The move indicated China, which has been at odds with the United States over security and human rights issues, is eager to stabilize relations with Japan, but the source told Kyodo News that whether an in-person event can be held will hinge on the situation with the novel coronavirus.
It is the first time China's plan for the 50th anniversary has been revealed, as the country's ties with Japan, a close U.S. security ally, have also been worsening over the Communist-led government's security challenges to self-ruled, democratic Taiwan.
As for the anniversary, Chinese President Xi Jinping was quoted by the Foreign Ministry as telling Japanese Prime Minister Fumio Kishida during their telephone talks last October that he hopes the two nations will "embrace this significant historical juncture."
Following Xi's remarks, an official of the government-backed China-Japan Friendship Association told the Japanese side in early December about what kind of ceremony it can hold in cooperation with it, according to the source.
The official is believed to be a close aide of Cheng Yonghua, executive vice president of the organization, who served as China's Ambassador to Japan for around nine years until 2019.
The source said the official asked Kishida's government to hold an event to commemorate the 50th anniversary and invite "Japanese political and business leaders who have contributed to the development of relations" between the two countries.
But such a ceremony would be held online if the outbreak expands, the source added.
Xi might not attend a face-to-face event on the occasion of the anniversary, given that he has not directly met with political leaders from other nations since the virus began to rage at home in early 2020.
While saying China is "willing" to hold a memorial ceremony with Japan, the source voiced concern that bilateral ties may deteriorate before September over Taiwan, which Beijing views as a renegade province to be reunified with the mainland, by force if necessary.
Kishida is scheduled to meet with U.S. President Joe Biden virtually on Friday.
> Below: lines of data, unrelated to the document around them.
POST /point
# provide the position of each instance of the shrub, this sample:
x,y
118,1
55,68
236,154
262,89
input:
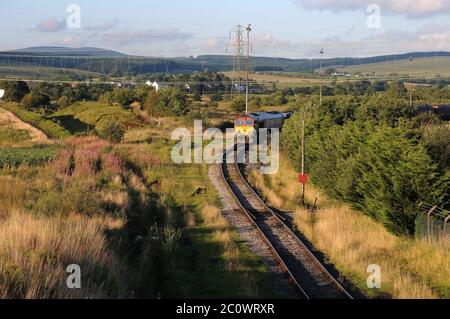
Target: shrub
x,y
238,104
111,130
13,157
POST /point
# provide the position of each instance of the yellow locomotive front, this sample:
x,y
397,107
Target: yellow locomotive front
x,y
244,125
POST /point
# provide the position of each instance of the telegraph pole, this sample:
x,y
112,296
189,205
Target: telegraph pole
x,y
249,29
410,82
237,40
321,77
303,156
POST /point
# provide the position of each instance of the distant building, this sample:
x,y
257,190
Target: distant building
x,y
126,85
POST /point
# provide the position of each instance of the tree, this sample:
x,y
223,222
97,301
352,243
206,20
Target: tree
x,y
151,102
15,91
238,104
65,101
111,130
172,101
397,90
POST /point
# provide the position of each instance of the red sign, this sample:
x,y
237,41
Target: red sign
x,y
303,178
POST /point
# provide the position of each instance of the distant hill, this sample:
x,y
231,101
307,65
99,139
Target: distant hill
x,y
109,62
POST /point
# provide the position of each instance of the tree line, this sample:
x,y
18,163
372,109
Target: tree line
x,y
375,153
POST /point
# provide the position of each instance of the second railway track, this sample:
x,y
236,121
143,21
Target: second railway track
x,y
306,273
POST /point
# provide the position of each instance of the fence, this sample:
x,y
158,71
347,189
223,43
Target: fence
x,y
433,223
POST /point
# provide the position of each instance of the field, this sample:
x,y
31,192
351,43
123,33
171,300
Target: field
x,y
422,67
83,117
46,126
137,224
41,73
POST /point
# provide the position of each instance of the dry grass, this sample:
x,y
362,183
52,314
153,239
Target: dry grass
x,y
34,254
213,216
410,268
35,249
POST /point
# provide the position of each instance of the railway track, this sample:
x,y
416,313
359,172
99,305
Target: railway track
x,y
305,272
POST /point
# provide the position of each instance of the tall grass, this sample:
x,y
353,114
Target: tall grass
x,y
35,252
410,268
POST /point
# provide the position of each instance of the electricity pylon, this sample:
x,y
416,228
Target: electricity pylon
x,y
238,45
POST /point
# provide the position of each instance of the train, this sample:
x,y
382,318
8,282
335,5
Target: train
x,y
249,123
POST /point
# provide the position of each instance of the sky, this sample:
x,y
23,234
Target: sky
x,y
280,28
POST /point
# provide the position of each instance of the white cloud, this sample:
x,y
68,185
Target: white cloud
x,y
126,37
409,8
104,27
51,25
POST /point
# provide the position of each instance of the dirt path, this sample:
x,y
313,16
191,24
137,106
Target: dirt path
x,y
8,118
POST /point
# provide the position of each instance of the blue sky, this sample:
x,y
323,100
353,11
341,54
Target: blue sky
x,y
283,28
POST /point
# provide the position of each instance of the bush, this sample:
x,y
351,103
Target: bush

If they touch on Taiwan, a core interest of China, Xi's leadership will react sharply to it, foreign affairs experts say.
In September 2012, China canceled events to celebrate the 40th anniversary of normalized ties in retaliation for Japan's nationalization earlier that month of the Senkaku Islands claimed by Beijing.
The group of uninhabited islets controlled by Japan in the East China Sea are called Diaoyu in China. Sino-Japanese relations have often been frayed by the issue.
Japan severed diplomatic ties with Taiwan and established them with mainland China in 1972. Beijing and Taipei have been separately governed since they split in 1949 as a result of a civil war.